I discuss It Can't Happen Here a bit more here. As noted, I enjoyed the book overall, the story speeding along some after the halfway point (by coincidence or not, about after it stopped opening up chapters with brief quotes from the President's campaign book), and would recommend people to take a look. My criticism would be that it was not really a full look at what something like that would look like.
It would probably take longer and be a bit less complete (yes, dramatic license and all that), and it would be interesting to read an account more like that. In effect, one might say the book is a warning of how things would be if it went all the way, thus even 10% is a problem. Or, my citation to "little acts of fascism" (some cry we have a fascist state now ... we don't, but they act like fascists sometimes ... and the "wmou" reply sounds so much like "Karl," who denounced FDR as much as the dictator who replaced him, the word "perspective" not in his vocabulary). There is a point there, but again, both dramatically and as a lesson, a bit of nuance is useful.

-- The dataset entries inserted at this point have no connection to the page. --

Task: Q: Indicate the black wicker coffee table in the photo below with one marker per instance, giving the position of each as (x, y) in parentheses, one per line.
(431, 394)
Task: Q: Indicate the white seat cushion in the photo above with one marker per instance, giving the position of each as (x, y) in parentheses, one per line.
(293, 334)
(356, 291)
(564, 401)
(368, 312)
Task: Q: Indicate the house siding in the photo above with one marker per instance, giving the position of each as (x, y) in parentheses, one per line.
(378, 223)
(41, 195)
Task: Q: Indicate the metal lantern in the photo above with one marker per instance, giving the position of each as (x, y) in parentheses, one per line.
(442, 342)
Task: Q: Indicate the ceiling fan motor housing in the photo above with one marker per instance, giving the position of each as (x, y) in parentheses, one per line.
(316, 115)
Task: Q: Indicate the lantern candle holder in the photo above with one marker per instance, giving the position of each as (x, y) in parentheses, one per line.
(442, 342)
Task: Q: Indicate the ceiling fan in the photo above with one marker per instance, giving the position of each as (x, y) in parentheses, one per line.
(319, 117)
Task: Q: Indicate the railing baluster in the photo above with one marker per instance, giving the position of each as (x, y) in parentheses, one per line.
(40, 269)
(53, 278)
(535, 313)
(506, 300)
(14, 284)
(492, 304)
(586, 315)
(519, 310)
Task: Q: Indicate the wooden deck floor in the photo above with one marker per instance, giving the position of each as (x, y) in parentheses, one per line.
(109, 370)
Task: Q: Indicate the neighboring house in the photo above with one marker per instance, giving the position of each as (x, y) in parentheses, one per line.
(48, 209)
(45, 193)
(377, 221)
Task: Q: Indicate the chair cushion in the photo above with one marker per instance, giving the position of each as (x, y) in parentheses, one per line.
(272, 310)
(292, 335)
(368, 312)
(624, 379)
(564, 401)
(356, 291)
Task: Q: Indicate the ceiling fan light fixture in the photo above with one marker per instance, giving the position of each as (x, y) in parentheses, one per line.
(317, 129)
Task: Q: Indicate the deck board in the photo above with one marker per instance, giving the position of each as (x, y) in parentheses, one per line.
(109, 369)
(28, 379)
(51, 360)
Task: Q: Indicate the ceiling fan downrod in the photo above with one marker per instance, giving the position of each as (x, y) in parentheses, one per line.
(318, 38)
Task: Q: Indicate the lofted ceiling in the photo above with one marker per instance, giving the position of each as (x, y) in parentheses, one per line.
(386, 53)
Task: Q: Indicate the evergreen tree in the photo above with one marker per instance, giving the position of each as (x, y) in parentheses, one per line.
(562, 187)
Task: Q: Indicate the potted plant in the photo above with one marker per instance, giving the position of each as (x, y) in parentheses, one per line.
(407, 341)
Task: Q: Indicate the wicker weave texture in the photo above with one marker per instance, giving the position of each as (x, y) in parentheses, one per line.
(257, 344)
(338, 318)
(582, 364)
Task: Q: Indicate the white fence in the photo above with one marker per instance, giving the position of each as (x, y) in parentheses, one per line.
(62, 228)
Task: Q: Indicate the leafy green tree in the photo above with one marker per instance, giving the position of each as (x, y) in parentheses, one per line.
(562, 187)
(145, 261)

And, there are many authors -- Latin American sorts like Isabel Allende come to mind -- who basically go that route fairly well. Still, as the introduction notes, the book was written quickly, and thus put together in a somewhat slipshod fashion ... it was so noted at the time. (The intro usefully notes as well that the author's second wife had gone to Germany, and saw fascism firsthand.) As to introductions and such, there are many editions of Lady Chatterley's Lover (as one might recall, I listened the book recently), each with different introductory/appendicary (a word?) materials. For instance, one has a district court opinion [by Judge Frederick van Pelt Bryan] declaring it not obscene per a federal mail statute.
And, another edition has Lawrence's own introduction to one printing, which dwells on his views on sexuality and such. I need to read the whole thing, but the district noted [citing an opinion of Frankfurter] Lawrence's judging porn and erotica differently. It has long amused me that somehow protection of material should rely on the good intent of the publisher (a "leer" vs. an upright promotion of serious thought) or on the good taste of the material (Playboy vs. a less glossy imitation).
It is on some level silly to spend lots of time defending the worth of the likes of late night soft core porn, but seriously, such material promotes ideas as worthy of protection as many similarly trite/cheaply made/silly non-sexual materials. If there was some "serious and good intentioned" test for free expression, I dare say many would fail. Anyway, I know a woman who wrote a college term paper analyzing skin magazines ... her husband not really gung ho to go around with her to collect the "literature" involved.
Sadly, I never thought of asking her to let me view the final result.